Tucci, in particular, referred to the way that information – often vital business information that should be available to all within a company – lies effectively trapped in individual machines. It should, he suggested, actually be available to all that need it (and obviously have the authority to use it) within The Cloud. He is, of course, correct. But that one sentence contains the essence of the big problem IT vendors now face – and must face down – if they are to get past being hobbled in the long term by sticking with an applications-centric focus. 

That problem is to get business users to accept the sense of an information-centric model. Many would say that they do, of course, but they themselves are largely hobbled by both a justified fear and a larger, unwarranted paranoia encompassed by that phrase: ‘and obviously have the authority to use it’. If their data is somewhere out in The Cloud, then by definition it is no longer `theirs’. If I had £1 for every time I have heard business users talk about the need to ‘own’ their own data I would be a reasonably rich man.  

There is still, and it seems will be for some time yet, a fear and dread amongst many users that not having their own data on their own systems in their own premises puts the whole business at risk. It is as if they fear that, if they cannot go and stroke or kick the very box in which their data is located then it is not really `theirs’ at all and they have lost control of it. What is worse it is, ipso facto, therefore open to all. 

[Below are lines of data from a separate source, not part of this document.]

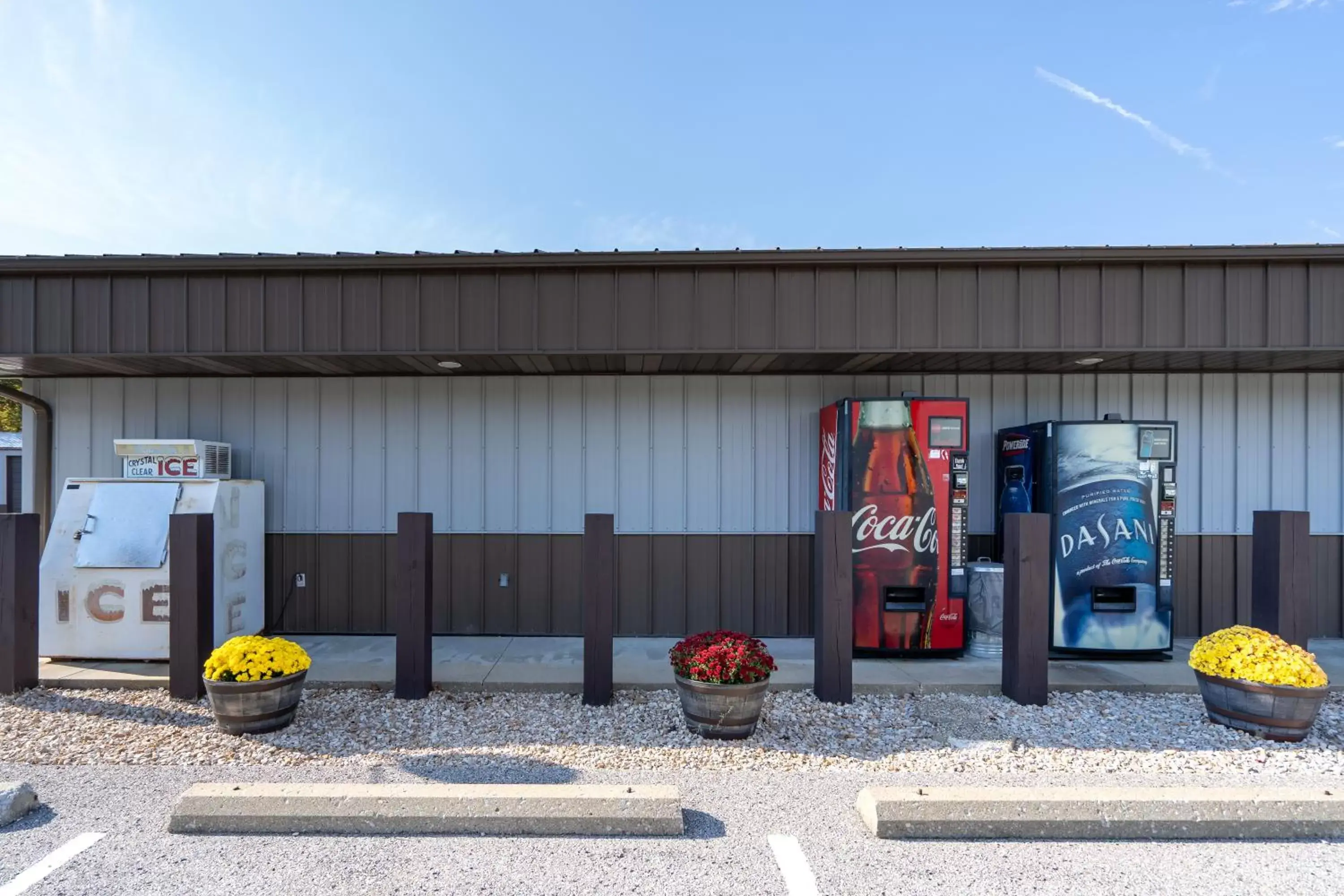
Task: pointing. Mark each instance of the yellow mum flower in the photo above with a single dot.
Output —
(1254, 655)
(256, 659)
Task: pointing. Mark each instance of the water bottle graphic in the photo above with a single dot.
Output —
(1015, 499)
(1105, 532)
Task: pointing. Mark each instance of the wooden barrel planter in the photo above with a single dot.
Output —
(724, 712)
(1275, 712)
(256, 707)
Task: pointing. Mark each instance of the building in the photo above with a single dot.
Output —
(11, 473)
(678, 392)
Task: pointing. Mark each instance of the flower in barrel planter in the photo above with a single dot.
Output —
(1258, 683)
(254, 683)
(722, 679)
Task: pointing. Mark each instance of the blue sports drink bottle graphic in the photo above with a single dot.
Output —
(1015, 497)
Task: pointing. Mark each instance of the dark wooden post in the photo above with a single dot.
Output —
(1281, 574)
(599, 606)
(1026, 607)
(19, 536)
(832, 609)
(191, 602)
(414, 605)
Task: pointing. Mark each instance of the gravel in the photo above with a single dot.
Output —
(643, 730)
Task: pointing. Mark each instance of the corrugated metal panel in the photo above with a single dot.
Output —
(1324, 453)
(1218, 450)
(674, 454)
(1288, 441)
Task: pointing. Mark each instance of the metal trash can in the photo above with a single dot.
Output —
(986, 609)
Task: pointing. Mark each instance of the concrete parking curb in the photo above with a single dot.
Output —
(17, 801)
(429, 809)
(1103, 813)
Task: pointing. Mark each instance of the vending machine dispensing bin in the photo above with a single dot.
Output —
(1109, 488)
(104, 577)
(900, 465)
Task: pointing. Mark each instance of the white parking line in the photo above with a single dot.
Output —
(797, 875)
(54, 860)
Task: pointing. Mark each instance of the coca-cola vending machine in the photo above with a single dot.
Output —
(1109, 488)
(900, 465)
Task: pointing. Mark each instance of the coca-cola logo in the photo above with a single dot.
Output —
(828, 470)
(896, 534)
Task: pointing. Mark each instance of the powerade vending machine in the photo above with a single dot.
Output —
(1109, 488)
(900, 465)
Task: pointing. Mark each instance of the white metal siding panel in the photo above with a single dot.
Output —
(600, 445)
(1323, 452)
(568, 454)
(269, 398)
(979, 389)
(635, 487)
(737, 476)
(74, 433)
(138, 413)
(500, 454)
(534, 454)
(237, 417)
(1218, 450)
(203, 410)
(670, 453)
(1043, 402)
(172, 409)
(436, 452)
(771, 440)
(1183, 406)
(1148, 397)
(300, 454)
(335, 464)
(1288, 435)
(401, 487)
(367, 458)
(804, 449)
(702, 454)
(108, 401)
(467, 445)
(1252, 448)
(1113, 396)
(1078, 397)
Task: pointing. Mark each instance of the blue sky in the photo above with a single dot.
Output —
(320, 127)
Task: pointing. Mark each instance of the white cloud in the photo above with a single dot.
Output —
(655, 232)
(1168, 140)
(108, 144)
(1279, 6)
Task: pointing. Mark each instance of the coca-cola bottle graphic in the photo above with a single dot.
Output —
(896, 531)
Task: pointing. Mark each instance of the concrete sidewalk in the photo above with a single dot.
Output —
(467, 663)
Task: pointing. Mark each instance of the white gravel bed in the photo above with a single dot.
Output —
(1093, 732)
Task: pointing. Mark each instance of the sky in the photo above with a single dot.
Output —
(285, 125)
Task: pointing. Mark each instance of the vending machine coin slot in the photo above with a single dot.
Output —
(1115, 599)
(905, 599)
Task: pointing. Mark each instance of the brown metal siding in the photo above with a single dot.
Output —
(674, 585)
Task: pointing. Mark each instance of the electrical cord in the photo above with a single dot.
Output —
(284, 605)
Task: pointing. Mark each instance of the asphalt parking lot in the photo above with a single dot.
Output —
(745, 833)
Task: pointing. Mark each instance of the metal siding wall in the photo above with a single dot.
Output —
(674, 454)
(1323, 452)
(1288, 435)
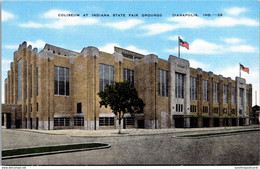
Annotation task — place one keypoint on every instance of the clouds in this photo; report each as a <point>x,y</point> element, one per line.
<point>233,40</point>
<point>196,22</point>
<point>6,64</point>
<point>59,22</point>
<point>196,64</point>
<point>109,48</point>
<point>199,46</point>
<point>233,72</point>
<point>61,19</point>
<point>6,16</point>
<point>123,25</point>
<point>37,44</point>
<point>235,11</point>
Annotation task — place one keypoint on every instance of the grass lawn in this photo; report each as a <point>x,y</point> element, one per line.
<point>221,133</point>
<point>35,150</point>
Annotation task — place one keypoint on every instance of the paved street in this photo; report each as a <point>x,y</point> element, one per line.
<point>139,147</point>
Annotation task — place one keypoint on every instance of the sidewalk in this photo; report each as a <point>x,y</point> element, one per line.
<point>134,132</point>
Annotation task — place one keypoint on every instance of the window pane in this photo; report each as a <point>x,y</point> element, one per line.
<point>111,77</point>
<point>19,67</point>
<point>56,80</point>
<point>61,81</point>
<point>67,82</point>
<point>101,77</point>
<point>37,81</point>
<point>106,76</point>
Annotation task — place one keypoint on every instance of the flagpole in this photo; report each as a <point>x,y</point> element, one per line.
<point>179,46</point>
<point>239,70</point>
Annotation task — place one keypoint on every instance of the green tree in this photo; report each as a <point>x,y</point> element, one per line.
<point>122,98</point>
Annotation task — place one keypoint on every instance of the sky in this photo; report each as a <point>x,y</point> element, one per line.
<point>221,34</point>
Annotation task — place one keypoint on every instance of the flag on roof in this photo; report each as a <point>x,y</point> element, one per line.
<point>245,69</point>
<point>183,43</point>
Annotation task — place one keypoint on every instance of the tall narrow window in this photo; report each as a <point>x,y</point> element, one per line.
<point>129,75</point>
<point>193,88</point>
<point>31,81</point>
<point>67,81</point>
<point>225,88</point>
<point>37,81</point>
<point>241,96</point>
<point>247,98</point>
<point>233,95</point>
<point>61,81</point>
<point>205,90</point>
<point>79,108</point>
<point>106,76</point>
<point>179,85</point>
<point>163,83</point>
<point>215,93</point>
<point>19,71</point>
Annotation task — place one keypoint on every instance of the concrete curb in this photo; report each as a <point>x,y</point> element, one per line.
<point>151,134</point>
<point>55,152</point>
<point>218,135</point>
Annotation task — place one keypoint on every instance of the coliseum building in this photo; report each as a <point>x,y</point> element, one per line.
<point>57,89</point>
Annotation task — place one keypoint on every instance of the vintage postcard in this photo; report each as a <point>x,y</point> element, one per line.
<point>130,83</point>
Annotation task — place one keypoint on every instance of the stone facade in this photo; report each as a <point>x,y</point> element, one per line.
<point>41,108</point>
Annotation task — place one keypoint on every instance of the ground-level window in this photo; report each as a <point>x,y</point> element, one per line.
<point>129,121</point>
<point>78,121</point>
<point>106,121</point>
<point>61,121</point>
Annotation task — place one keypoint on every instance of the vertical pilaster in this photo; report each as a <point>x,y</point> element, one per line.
<point>229,96</point>
<point>210,94</point>
<point>200,91</point>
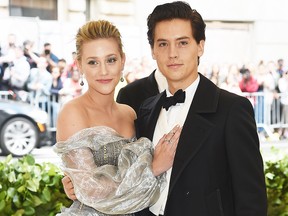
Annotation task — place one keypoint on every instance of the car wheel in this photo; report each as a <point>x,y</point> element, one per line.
<point>18,137</point>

This is inevitably a temporary problem. Many senior business managers – the current ones with the power to make decisions on moving away from information ownership – are still old enough to remember filing cabinets. Perhaps the next generation of managers (and certainly the one after that) brought up with the Internet and a healthy disassociation between information ownership and well managed, secure information exploitation that comes as part of using social software, will not think twice about where their data is. They will just concern themselves with its proper use. 

Some of what constitutes `proper use’ will, of course, still involve companies physically owning their own data. The most obvious example of this is any business process that involves high throughput, high speed transaction management, such as found in modern banking. There, physical issues such as the speed of light get in the way, for it sets the limit on how fast transaction messages can be delivered point-to-point. It takes light some 30ms to go coast to coast in the
US, and many big transaction management systems now need those messages delivered a good deal faster; so The Cloud will get in the way here.
 

But in many other business processes, the location of the data is irrelevant – and it is arguably now more vulnerable and insecure than in a well-designed and implemented Cloud system, and can probably be accessed quicker. 

But there seems little sign yet that too many users readily accept these fundamental changes in their attitude. Indeed, I wonder whether EMC’s public lauding of such a change could work against it, with the collective paranoia driving users to walk by on the other side of the street? 

Perhaps the time is coming for EMC – and the other infrastructure players from servers to SaaS – to come together to start an educational process for the user community. A social computing site for educating business users would be a good start point.